Similarly, as to the abuse of process counterclaim, there are no factual allegations which would support an inference that Plaintiffs have undertaken "a willful act in the use of the process not proper in the conduct of the proceeding." See, e.g., Argoe v. Three Rivers Behavioral Ctr. & Psychiatric Solutions, 388 S.C. 394, 697 S.E.2d 551, 556 (2010) (reciting elements and noting that the abuse of process cause of action "provides a remedy to one damaged by another's perversion of a legal procedure for a purpose not intended by the procedure"). At most, Defendants' allegations support an inference that the action was filed with an ulterior purpose of harming Defendants. This is not enough as improper purpose is only one of the elements of a claim for abuse of process.
Defendants seek leave to amend if the court finds the pleadings insufficient. See Dkt. No. 58 at 9 n. 1. Despite this, and despite Plaintiffs having pointed to all of the deficiencies noted herein, Defendants do not suggest any facts or changes which might cure the various deficiencies.
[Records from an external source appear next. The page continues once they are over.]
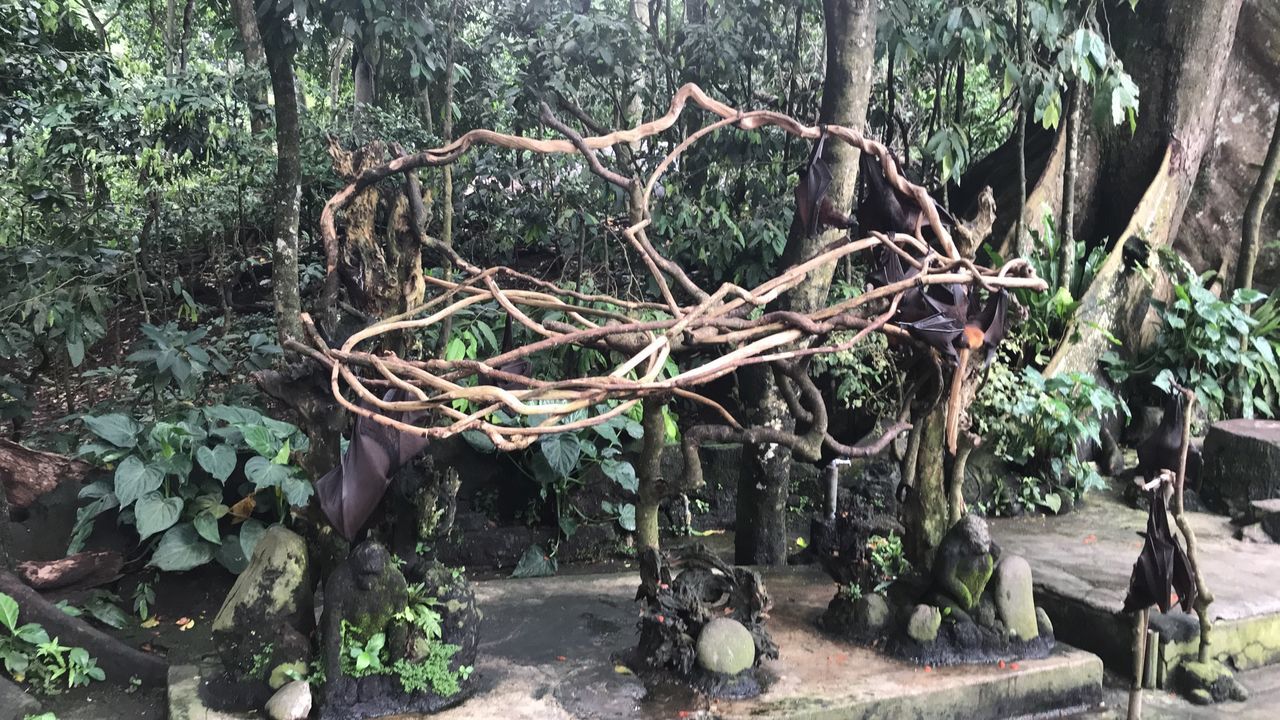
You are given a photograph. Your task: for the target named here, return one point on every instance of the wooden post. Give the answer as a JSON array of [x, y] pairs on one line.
[[1139, 665]]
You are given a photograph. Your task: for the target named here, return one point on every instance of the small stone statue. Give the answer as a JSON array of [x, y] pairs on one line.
[[366, 596], [965, 561], [705, 624]]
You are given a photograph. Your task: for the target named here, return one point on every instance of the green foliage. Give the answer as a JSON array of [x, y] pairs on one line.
[[170, 477], [432, 673], [1037, 424], [426, 668], [361, 659], [1048, 314], [888, 560], [176, 361], [865, 377], [1211, 345], [31, 656]]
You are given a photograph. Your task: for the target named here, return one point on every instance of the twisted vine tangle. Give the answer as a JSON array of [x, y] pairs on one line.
[[731, 324]]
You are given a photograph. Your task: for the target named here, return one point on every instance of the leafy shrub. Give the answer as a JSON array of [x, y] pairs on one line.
[[562, 460], [176, 360], [1037, 424], [31, 656], [170, 481], [1211, 345]]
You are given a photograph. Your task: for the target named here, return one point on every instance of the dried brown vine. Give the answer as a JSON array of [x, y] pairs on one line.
[[730, 320]]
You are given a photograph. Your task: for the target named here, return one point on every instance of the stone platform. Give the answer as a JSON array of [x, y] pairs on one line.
[[1082, 564], [549, 648]]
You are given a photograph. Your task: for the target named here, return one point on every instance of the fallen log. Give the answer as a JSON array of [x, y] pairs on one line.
[[118, 661], [74, 572], [28, 474]]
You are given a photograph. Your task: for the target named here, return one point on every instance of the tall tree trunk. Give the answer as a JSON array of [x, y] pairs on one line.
[[1066, 222], [255, 62], [766, 473], [447, 136], [1178, 53], [927, 510], [288, 178], [1253, 213], [1020, 130], [649, 474]]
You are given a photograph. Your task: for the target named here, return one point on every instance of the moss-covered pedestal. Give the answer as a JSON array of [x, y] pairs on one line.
[[391, 646], [704, 625], [973, 606]]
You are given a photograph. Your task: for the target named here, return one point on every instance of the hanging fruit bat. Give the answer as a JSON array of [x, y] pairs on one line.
[[350, 493], [1162, 566], [1162, 447], [883, 208], [813, 205]]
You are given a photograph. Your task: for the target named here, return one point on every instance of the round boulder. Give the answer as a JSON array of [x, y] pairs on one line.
[[1015, 598], [873, 613], [924, 623], [291, 702], [725, 646]]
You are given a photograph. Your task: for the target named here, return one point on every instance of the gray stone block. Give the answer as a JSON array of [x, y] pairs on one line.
[[1242, 464]]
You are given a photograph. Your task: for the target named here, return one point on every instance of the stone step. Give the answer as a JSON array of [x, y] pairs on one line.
[[548, 650], [1083, 561]]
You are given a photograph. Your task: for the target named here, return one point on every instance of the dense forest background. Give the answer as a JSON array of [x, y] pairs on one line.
[[165, 165]]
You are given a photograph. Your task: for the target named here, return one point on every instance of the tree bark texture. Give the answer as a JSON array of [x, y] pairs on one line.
[[1246, 119], [28, 474], [74, 572], [927, 511], [649, 473], [1178, 53], [766, 475], [1251, 236]]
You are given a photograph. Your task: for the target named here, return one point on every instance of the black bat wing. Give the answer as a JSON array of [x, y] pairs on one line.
[[886, 267], [350, 493], [938, 331], [993, 322], [881, 209], [813, 188], [1152, 579]]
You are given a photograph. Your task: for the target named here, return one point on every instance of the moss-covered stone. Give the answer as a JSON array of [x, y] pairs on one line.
[[964, 563], [725, 646], [1208, 682], [1015, 598], [265, 619], [924, 623]]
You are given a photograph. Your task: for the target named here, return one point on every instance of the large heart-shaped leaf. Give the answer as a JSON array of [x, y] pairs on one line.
[[622, 473], [156, 513], [133, 479], [8, 611], [562, 451], [218, 461], [182, 548], [117, 429], [266, 474]]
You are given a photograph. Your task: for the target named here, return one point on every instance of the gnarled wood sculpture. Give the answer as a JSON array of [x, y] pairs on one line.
[[726, 324]]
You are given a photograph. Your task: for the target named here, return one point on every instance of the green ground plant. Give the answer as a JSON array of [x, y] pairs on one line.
[[1212, 345], [1037, 425], [31, 656], [170, 477]]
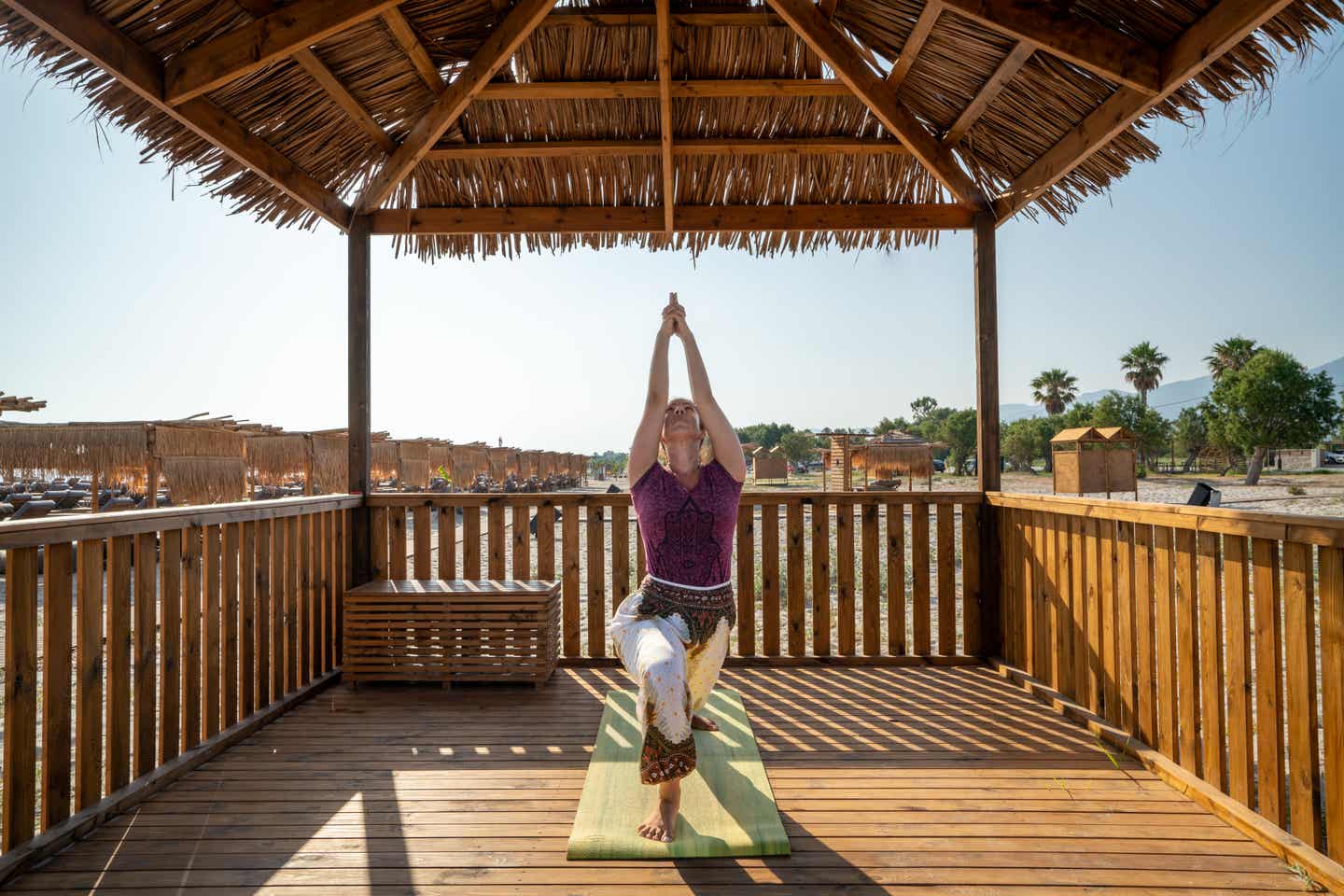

If Defendants elect to assert amended counterclaims, as of right or through motion to amend, they shall set forth their counterclaims with sufficient particularity to support inferences satisfying the elements of the causes of action, the independent nature of the damages, and the absence of privilege.
Plaintiffs' motion to dismiss the counterclaims is granted for the reasons set forth above. Dismissal of the fifth through seventh counterclaims is with prejudice. Dismissal of the first through fourth counterclaims is without prejudice subject to the caveats above regarding amendment.
IT IS SO ORDERED.
Lash also construes Madden to save all claims for independent damages even if the qui tam defendant is held liable for FCA violations. See Lash, 586 F.3d at 1209 ("Madden directly addresses two key questions that underlie our analysis in this case: First, are any of CTI's claims appropriately considered `independent claims'? Second, has there been a finding of liability that would preclude dependent claims that might in effect give CTI an indemnity?"); id. ("Under Madden, CTI may advance independent claims without regard to an eventual finding of liability under the FCA.... It is incumbent on the district court to separate those claims for damages which `only have the effect of offsetting liability' from those that are not dependent on a qui tam defendant's liability under the FCA."). While this conclusion may be correct, it seems contrary to language in Madden which appears to suggest that even independent claims might be dismissed if they had the effect of indemnification or contribution.